At chapter meetings, committees share their recent actions. At the last meeting, they ranged from a socialist jargon-filled report on the political education committee’s efforts to organize a discussion about modern monetary theory, to talk about the mutual aid committee’s recent donation drive for hygienic products that they plan to distribute to people experiencing homelessness. And, of course, everyone was talking about Ocasio-Cortez’s win, wondering if socialists will suddenly flood into public office in Denver, or even pull off historic upsets for coveted congressional seats in the next few years.

“I sure hope so,” Hauserman says. “There are a lot of people who seem really loyal to the Democratic Party here. I think that Ocasio-Cortez’s win makes us a little more legitimate and emphasizes the seriousness that we feel about the world that we want to see.”

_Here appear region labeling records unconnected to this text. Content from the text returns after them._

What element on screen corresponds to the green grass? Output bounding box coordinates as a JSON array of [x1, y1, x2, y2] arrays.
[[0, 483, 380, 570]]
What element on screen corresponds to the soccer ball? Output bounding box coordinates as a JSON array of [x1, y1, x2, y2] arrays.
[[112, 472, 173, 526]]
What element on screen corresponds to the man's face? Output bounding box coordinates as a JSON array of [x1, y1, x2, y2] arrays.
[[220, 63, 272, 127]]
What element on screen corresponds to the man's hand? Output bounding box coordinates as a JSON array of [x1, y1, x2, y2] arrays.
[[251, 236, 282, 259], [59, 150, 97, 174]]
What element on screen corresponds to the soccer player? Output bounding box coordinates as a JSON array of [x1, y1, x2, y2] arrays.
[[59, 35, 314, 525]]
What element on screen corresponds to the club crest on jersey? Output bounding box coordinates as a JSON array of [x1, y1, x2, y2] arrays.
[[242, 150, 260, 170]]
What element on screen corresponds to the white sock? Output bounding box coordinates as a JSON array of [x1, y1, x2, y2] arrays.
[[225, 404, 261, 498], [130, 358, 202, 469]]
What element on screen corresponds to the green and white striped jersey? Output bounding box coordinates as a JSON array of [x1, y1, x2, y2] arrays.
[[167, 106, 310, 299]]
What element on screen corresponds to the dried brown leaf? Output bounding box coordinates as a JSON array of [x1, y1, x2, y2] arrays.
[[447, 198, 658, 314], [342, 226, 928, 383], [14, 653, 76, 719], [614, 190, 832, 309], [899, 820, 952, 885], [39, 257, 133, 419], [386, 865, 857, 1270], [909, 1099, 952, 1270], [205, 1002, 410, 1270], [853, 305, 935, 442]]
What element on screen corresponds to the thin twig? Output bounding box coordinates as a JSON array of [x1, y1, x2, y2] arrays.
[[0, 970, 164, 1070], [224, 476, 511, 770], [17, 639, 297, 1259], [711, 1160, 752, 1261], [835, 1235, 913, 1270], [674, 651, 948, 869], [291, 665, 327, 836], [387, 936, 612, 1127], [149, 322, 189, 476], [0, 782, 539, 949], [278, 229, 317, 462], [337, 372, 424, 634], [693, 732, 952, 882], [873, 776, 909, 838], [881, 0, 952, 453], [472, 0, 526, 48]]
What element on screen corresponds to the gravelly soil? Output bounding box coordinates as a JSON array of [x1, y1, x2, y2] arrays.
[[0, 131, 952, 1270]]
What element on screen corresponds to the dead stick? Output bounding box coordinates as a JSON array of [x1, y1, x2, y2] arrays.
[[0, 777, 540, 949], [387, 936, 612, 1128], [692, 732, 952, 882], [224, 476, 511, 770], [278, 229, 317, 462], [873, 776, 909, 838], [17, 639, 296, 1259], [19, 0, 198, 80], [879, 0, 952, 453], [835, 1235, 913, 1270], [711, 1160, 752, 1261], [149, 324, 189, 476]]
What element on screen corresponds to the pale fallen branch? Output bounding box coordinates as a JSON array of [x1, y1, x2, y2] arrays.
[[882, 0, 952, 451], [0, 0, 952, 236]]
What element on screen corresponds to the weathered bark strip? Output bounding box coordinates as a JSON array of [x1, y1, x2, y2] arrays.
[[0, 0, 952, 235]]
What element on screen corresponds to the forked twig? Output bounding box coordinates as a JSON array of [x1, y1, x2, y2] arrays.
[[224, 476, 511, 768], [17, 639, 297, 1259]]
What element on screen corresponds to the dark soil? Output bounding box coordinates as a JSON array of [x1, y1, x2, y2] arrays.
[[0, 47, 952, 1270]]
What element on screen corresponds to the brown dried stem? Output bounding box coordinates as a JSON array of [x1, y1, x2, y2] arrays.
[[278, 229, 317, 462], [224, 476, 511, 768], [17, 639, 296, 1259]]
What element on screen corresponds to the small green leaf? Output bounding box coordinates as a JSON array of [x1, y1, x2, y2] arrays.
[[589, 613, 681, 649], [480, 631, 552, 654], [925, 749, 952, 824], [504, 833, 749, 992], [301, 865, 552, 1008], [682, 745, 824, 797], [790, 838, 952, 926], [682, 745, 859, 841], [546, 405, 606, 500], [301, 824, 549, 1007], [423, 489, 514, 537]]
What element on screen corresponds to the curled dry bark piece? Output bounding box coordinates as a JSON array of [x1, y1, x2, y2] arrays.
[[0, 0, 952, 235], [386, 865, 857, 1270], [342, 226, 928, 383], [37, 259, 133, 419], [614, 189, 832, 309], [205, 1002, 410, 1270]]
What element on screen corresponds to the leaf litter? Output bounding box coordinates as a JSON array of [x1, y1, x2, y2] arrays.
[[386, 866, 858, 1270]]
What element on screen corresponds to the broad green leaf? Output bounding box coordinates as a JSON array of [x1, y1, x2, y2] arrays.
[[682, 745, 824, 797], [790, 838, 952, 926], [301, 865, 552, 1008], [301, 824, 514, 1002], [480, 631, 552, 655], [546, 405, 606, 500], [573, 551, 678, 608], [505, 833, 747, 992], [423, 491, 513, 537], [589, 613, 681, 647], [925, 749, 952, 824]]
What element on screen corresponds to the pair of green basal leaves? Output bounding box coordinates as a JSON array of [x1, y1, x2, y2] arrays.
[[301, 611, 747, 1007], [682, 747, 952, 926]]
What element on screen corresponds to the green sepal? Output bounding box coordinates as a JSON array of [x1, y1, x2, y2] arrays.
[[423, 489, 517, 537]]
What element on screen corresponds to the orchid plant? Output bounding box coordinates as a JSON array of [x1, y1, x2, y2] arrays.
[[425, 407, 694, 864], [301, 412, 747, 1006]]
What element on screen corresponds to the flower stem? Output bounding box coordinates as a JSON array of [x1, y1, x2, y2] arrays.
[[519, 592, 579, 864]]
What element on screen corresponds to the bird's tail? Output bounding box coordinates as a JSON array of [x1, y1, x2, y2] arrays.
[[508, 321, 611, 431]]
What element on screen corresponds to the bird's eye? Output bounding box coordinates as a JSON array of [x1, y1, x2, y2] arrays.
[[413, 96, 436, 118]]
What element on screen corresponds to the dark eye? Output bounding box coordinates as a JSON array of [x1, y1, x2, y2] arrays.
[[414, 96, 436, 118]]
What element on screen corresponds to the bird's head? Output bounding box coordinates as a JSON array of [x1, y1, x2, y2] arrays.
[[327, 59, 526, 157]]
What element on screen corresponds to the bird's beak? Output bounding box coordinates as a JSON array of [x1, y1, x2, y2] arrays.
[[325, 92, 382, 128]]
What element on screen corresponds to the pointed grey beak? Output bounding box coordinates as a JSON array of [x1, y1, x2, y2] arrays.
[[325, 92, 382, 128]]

"It makes us feel optimistic that in the future, people will feel comfortable enough to run as open socialists [in Denver]," Douglas adds.

Others are less optimistic. “Our city’s really progressive, but not quite as radical as others,” Morgan says. “I don’t know if we’re gonna have a similar victory here; I don’t know if we’re ready for that.”

Nonetheless, Denver DSA will continue reaching out, even to those who may never have heard of socialism before. And it will probably keep growing, at least as long as young, left-leaning people remain disillusioned with the political system. “People really want the kind of policies we’re talking about: mass movements mobilizing people, not money," Diehn says. "That energy is really strong right now everywhere in the organization.”